Translated from Dari & Edited By
Farhad Azad

In ancient Afghanistan(Ariana), there were three distinct types of musical instruments: dandweehi, wanaa, and yunaa. The windowed instrument, dandweehi, is the present toula (flute), the string, wanaa, is the current tar, and the bass, yunaa, is the modern dowl. All three instruments were heard in the prominent court of Yama (the first king of Ariana) four thousand years ago.

The toula(flute) is perhaps the oldest and simplest instrument that is still played throughout Afghanistan. It is regarded as the instrument of the shepherd. The toula is wooden and painted in decorative colors, and it has six fingerholes on the frontal plane and a single thumbhole on the dorsal plane.



The oldest string instrument in northern-eastern Afghanistan is the tar. The simplest appearance of this instrument has two strings which is still found in the villages of Nuristan. The songs and melodies that the people of Nuristan sing have not altered when they were first sang four thousand years ago and where and are accompanied with the tar instrument.

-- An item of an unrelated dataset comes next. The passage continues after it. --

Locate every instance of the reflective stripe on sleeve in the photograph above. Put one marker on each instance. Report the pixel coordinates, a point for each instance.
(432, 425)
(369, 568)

The most common and widely played bass instrument in all parts of ancient and present Afghanistan is the dowl. In day to day life of rural Afghans from weddings, to work, or to farming the dowl is regularly played. It has always accompanied the attan(dance) since antiquity and in present times the dowl is played while performing the national dance which originated form the province of Logar.

In time, these unique, three instruments evolved into other forms and migrated to different parts of the world. The tar evolved to diverse, distinct forms: dutar, sitar, shashtar, tambour, and later made its way to the West as the guitar. The ancient flute(toula) of ancient Baakhtar(northern ancient Afghanistan) reached China via the silk roads. It is said that the ancient mountains passes and valleys of Afghanistan where once filled with tunes of these rhythmic instruments, and if you listen to the wind at night in an Afghan valley, you can hear the ancient, harmonious melodies played out in the breezes that blow.